Кертис застыл на месте, зажав рот рукой.
– Уй, ой! – вскрикнул он, и потом повторил: – Уй, ой!
Он зайчиком пропрыгал через дорогу и, снова сжав ноги, будто прыгая через канаву, перемахнул бордюр и приземлился прямо перед ней.
– Уй, ой! – снова сказал он и заколыхался от смеха, закрыв лицо руками.
– Извини, но ты мешаешь мне пройти, – сказала Гарриет.
Кертис растопырил пальцы, глянул сквозь них на Гарриет. Он улыбался так широко, что его крохотные темные глазки превратились в щелочки.
– Змеи жалят, – вдруг сказал он.
Гарриет растерялась. Из-за проблем со слухом Кертис и говорил нечетко. Конечно же, она его плохо расслышала, конечно же, он сказал что-то другое: мне жаль? Я сбежал? Мне дай?
Но она не успела его ни о чем спросить: Кертис шумно, деловито вздохнул и засунул водяной пистолет за ремень своих новеньких, еще не разношенных джинсов. Ухватил Гарриет за руку, поболтал ее ладонь в своей огромной, рыхлой и потной ручище.
– Жалят! – бодро сказал он.
Он ткнул пальцем в себя, потом – в дом напротив, развернулся и вприпрыжку помчался дальше, а Гарриет, моргая и кутаясь в полотенце, с тревогой глядела ему вслед.
Гарриет, конечно, было невдомек, но всего в каких-нибудь тридцати футах от нее, в съемной квартире на втором этаже деревянного дома, который, как и несколько других таких же домов под съем, принадлежал Рою Дайалу, разговор тоже шел о ядовитых змеях.
Ничего особенного дом из себя не представлял: белый, в два этажа, сбоку пристроена реечная лестница, чтобы на второй этаж тоже можно было попасть с улицы. Лестницу построил мистер Дайал, он же перегородил лестницу внутри дома, разделив его на две отдельные съемные квартиры. До того как мистер Дайал купил дом и раскроил его на квартиры, здесь жила старушка-баптистка по имени Энни Мэри Элфорд, которая до выхода на пенсию работала бухгалтером на лесопилке. Как-то раз, дождливым воскресным днем, она упала на парковке перед церковью и сломала бедро, и тогда любезнейший мистер Дайал расстарался на славу (он, будучи бизнесменом во Христе, проявлял большой интерес к пожилым и немощным людям, особенно если у них водились деньги и отсутствовали заботливые родственники): мистер Дайал каждый день навещал мисс Энни Мэри, приносил ей баночки с супом, духоподъемную литературу и свежие фрукты, вывозил на загородные прогулки и предлагал – как абсолютно незаинтересованное лицо – стать ее душеприказчиком и поверенным во всех делах.

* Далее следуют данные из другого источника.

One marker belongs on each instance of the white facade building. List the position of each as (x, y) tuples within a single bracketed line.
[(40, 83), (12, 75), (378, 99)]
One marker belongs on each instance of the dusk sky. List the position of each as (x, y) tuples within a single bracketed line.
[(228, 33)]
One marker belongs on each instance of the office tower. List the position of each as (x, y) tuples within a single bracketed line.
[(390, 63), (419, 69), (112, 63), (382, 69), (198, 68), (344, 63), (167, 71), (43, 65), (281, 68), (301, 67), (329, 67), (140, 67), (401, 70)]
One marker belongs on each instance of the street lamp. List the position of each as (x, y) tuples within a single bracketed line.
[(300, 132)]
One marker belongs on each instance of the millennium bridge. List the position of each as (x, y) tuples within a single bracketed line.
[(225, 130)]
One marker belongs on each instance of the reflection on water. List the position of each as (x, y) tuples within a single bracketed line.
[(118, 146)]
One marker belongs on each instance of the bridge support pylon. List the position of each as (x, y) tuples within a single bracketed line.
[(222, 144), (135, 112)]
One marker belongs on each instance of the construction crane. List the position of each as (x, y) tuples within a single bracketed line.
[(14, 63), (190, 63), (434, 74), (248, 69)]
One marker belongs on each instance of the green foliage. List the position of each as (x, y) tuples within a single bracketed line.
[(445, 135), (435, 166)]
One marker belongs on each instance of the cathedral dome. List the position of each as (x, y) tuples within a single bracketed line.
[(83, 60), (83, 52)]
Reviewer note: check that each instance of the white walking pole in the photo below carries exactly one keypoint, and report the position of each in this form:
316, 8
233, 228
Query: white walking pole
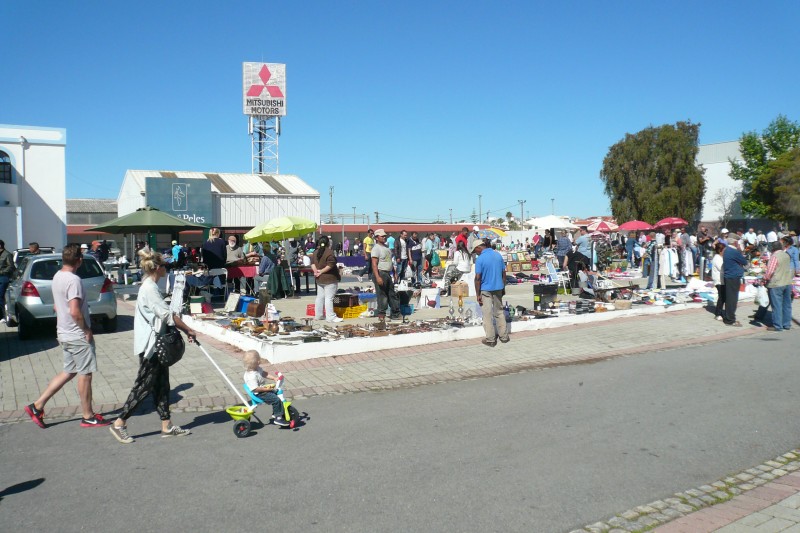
233, 388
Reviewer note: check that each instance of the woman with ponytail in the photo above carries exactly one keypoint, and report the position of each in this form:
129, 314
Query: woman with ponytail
327, 275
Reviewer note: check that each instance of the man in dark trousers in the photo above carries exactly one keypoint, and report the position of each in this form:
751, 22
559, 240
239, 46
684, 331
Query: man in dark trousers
733, 263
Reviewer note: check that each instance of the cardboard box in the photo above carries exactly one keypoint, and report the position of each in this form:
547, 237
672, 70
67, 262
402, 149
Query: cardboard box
459, 288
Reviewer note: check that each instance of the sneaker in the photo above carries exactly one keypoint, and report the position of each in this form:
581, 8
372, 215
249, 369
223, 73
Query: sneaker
36, 415
121, 434
175, 431
95, 421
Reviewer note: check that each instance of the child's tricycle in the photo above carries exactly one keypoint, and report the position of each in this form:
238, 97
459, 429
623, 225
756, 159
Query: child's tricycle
241, 413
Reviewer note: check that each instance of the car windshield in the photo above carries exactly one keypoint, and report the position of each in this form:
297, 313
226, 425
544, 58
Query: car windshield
45, 270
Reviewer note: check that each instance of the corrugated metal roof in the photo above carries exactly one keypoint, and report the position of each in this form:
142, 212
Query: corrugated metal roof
232, 183
91, 205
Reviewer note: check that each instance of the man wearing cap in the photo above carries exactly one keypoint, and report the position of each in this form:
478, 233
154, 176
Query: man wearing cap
779, 276
369, 242
490, 285
381, 261
733, 263
472, 236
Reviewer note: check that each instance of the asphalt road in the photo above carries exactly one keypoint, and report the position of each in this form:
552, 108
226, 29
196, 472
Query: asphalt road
540, 451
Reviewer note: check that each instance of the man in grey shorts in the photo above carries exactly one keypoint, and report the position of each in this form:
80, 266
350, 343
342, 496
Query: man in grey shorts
74, 329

Всю добычу мистер Дайал прилежно размещал на переполненных счетах Первой баптистской церкви и поэтому методы свои считал вполне оправданными. В конце концов, разве не привносил он в их пресные жизни толику христианского сострадания, облегчения? И случалось, что “дамочек”, как звал их мистер Дайал, дружеское его участие до того облегчало, что они сразу отписывали ему все имущество. Но вот мисс Энни Мэри, которая все-таки сорок пять лет проработала бухгалтером, была недоверчива и по характеру, и по долгу службы, и поэтому, когда она умерла, мистер Дайал с ужасом узнал, что мисс Энни Мэри поступила, с его точки зрения, весьма вероломно: у него за спиной вызвонила юриста из Мемфиса и составила завещание, которое полностью отменяло подписанный ими неформальный контрактик – подписать контрактик ее надоумил мистер Дайал, пока мисс Энни Мэри лежала в больнице, а он сидел подле ее кровати и похлопывал ее по руке.
Может быть, мистер Дайал и не стал бы покупать этот дом после смерти мисс Энни Мэри (его, кстати, и продавали недешево), да только пока она умирала, он уже привык считать его своим. Он сделал из дома две квартиры, вырубил во дворе все розовые кусты и пекановые деревья (чтоб не тратить деньги на уход и подрезку) и почти сразу сдал первый этаж двум миссионерам-мормонам. С тех пор уже лет десять прошло, а мормоны так и жили там, несмотря на то что их миссия с треском провалилась и ни один житель Александрии так и не поверил в их ютского Иисуса-многоженца.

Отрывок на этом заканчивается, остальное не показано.